Jeff Russakow, vice president of global strategies and solutions at Symantec Corp.,
said the security software company has struck five acquisitions this
year and generally sets aside half its annual free cash flow to spend
on acquisitions.
"It's a good market, but it's a different market," he said. "The
economic environment is not disincenting us at all to continue buying
strategic assets."
Several of the panelists said they are getting more calls from
companies that are running out of cash or are otherwise suffering from
the current economic woes. That instantly lowers the starting price in
the negotiation process.
"When a banker calls to make a quick sale, the price goes down," said Claudia Fan Munce, managing director of IBM Corp.'s venture capital group.
Yet just because buyouts could come much more cheaply now, companies like Microsoft Corp. aren't necessarily going to start buying more.

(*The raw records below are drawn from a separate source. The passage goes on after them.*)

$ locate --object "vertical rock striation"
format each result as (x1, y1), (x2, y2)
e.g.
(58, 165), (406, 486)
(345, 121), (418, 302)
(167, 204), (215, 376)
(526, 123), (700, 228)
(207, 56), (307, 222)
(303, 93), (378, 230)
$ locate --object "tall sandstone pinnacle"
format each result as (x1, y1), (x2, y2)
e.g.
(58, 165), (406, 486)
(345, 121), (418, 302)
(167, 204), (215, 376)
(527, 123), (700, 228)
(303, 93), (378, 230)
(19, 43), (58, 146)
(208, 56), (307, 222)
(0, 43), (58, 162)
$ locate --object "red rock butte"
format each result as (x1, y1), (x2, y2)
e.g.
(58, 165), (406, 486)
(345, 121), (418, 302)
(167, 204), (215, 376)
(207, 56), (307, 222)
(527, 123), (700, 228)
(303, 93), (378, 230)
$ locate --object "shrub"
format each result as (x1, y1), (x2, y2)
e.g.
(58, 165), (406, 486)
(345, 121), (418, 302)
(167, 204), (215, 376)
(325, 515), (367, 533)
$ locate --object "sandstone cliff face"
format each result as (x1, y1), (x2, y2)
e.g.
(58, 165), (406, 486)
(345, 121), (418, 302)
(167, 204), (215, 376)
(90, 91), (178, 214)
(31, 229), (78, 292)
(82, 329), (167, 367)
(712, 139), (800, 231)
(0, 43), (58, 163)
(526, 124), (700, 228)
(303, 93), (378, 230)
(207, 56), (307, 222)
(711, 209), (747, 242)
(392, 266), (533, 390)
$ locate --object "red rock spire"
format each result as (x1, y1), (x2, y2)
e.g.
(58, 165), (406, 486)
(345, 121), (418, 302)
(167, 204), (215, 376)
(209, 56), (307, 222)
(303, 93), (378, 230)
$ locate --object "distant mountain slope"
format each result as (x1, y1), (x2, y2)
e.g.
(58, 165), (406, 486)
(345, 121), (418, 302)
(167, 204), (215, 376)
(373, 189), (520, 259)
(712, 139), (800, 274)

"The economic climate is not going to dissuade us," said Microsoft
corporate vice president Dan'l Lewin, who noted that the software giant
acquired 22 companies in the past 18 months. "But 'buy more and save'
isn't going to work."
Of all the participants, Brian Moriarty, vice president of corporate
affairs at Sun Microsystems Inc. had the dourest view of the new
challenges facing acquisitive technology corporations.
Well-funded companies with a solid business don't necessarily have
to sell now, which makes pricing discussions "much more difficult," he
said. The lack of clarity regarding where the economy or stock market
is headed is also playing a role.
"Generally, CEOs stop wanting to do acquisitions when they stop seeing the future very well," Moriarty said.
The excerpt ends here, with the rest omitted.